HeLa cells (5 × 104 cells) were seeded in 35-mm glass-bottom dishes 24 h before the experiment. Cells were incubated in the presence of carriers [13.75 μM lipid, 3.125 μg/mL IgGAlexa488, D'MEM, FBS(−)] for 1 h. After washing with heparin (40 U/mL), complete medium [D'MEM, FBS(+)] was added and the solution incubated for 1 h. For the time course analysis of antibody delivery, the cells were incubated in the presence of carriers for 15, 30, 60, or 120 min. After washing (heparin 40 U/mL), complete medium was added and CLSM observations were performed immediately. Nuclei were stained with Hoechst 33342 (Dojindo Laboratories, Kumamoto, Japan). For the analysis of colocalization between antibodies and endosomes, acidic compartments were stained with LysoTracker Red DND-99 (Invitrogen Corporation). CLSM images were obtained using a Nikon A1 confocal imaging system (Nikon, Tokyo, Japan) equipped with the objective lens Plan Apo 60x/1.20 PFS WI and Plan Apo 20x/0.75 PFS dry, and a first dichroic mirror (405/488/561/640).

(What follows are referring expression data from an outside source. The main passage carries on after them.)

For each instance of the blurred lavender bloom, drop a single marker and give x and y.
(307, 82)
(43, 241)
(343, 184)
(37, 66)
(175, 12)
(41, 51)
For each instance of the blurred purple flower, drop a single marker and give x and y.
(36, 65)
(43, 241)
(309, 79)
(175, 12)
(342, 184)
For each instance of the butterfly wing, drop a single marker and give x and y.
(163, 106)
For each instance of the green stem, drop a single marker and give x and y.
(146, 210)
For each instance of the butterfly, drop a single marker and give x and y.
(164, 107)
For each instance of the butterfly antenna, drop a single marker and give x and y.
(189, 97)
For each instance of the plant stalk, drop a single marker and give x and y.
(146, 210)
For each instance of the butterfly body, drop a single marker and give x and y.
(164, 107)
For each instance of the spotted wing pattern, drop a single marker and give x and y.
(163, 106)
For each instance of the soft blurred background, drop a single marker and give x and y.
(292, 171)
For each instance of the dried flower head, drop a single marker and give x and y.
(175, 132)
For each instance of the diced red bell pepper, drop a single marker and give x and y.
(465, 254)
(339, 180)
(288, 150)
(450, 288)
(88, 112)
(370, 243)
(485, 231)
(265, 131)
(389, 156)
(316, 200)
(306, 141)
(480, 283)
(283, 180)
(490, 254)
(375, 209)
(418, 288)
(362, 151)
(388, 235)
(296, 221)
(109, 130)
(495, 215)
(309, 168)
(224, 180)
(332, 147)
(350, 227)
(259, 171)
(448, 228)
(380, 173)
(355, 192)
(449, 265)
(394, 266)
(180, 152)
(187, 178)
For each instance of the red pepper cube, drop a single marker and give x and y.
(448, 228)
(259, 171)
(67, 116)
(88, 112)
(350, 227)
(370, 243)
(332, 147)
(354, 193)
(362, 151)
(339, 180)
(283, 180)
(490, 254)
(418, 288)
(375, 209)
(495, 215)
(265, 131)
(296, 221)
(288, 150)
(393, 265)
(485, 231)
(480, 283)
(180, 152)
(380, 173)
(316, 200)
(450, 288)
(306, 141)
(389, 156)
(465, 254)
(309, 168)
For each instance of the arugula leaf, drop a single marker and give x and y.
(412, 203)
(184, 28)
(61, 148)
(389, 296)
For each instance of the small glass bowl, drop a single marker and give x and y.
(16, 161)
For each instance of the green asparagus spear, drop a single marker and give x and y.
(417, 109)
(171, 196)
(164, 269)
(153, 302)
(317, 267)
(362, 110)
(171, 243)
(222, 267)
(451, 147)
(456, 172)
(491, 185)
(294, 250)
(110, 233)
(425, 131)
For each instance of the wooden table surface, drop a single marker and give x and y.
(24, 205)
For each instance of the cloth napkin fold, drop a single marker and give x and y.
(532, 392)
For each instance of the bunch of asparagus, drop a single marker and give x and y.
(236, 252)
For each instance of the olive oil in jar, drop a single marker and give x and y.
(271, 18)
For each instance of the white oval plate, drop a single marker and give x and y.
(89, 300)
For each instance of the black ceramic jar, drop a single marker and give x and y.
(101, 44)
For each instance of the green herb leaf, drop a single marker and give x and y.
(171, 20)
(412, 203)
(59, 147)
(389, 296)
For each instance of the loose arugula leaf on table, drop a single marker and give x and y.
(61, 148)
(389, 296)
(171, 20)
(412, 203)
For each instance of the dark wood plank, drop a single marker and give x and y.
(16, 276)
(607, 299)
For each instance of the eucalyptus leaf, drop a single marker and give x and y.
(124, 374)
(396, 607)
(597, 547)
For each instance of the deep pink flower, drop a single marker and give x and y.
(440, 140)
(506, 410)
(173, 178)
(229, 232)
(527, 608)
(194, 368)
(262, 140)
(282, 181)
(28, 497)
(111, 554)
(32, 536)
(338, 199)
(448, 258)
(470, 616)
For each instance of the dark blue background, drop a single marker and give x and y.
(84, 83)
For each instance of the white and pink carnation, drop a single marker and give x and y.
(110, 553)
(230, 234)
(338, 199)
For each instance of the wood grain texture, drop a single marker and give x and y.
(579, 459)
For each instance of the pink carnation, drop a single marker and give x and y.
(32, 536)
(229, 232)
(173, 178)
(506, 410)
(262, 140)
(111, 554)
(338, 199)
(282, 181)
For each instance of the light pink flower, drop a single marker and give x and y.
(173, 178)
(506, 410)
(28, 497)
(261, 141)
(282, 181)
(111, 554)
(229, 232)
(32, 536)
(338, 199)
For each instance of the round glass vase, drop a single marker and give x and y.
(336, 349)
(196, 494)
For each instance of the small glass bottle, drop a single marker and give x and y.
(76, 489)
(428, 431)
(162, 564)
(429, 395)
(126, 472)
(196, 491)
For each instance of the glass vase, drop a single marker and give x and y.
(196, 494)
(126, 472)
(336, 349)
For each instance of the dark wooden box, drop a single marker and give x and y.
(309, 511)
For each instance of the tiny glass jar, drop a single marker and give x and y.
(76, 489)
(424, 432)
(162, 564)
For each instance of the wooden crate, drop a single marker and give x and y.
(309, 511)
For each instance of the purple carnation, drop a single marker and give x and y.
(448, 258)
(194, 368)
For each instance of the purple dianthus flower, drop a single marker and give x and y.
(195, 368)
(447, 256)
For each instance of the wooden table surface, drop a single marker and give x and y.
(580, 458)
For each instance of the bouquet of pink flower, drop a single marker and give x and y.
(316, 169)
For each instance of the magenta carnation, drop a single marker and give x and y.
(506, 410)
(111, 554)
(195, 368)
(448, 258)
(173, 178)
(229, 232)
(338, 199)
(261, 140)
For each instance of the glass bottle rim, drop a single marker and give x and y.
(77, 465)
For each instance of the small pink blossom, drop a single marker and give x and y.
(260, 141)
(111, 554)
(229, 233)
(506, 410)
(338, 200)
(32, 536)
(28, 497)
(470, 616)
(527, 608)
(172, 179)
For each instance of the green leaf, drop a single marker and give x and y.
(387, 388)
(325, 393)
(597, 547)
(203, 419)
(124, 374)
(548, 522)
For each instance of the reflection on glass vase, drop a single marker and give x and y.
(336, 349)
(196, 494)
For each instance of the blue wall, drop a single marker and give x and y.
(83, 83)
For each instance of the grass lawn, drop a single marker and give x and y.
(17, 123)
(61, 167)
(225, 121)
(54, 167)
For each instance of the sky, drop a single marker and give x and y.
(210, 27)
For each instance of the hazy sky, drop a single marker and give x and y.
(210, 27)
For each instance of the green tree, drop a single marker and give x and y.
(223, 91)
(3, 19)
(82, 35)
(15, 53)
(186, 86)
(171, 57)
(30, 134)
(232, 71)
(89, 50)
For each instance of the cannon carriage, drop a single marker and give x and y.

Comparison of R8-GALA Liposome with Commercially Available Reagents

Complexation of antibodies with the delivery reagents ChariotTM (Active Motif, Carlsbad, California) and Pro-JectTM (Thermo Scientific, Waltham, Massachusetts) was carried out according to manufacturer's recommendations (see Supporting Information for details). The cellular uptake of antibodies was determined as described above with HeLa cells incubated in the presence of carriers corresponding to 2 μg of IgG (40% IgGAlexa488). In the case of CLSM observations, cells were incubated with carriers corresponding to 3 μg/mL IgGAlexa488 and treated as described above.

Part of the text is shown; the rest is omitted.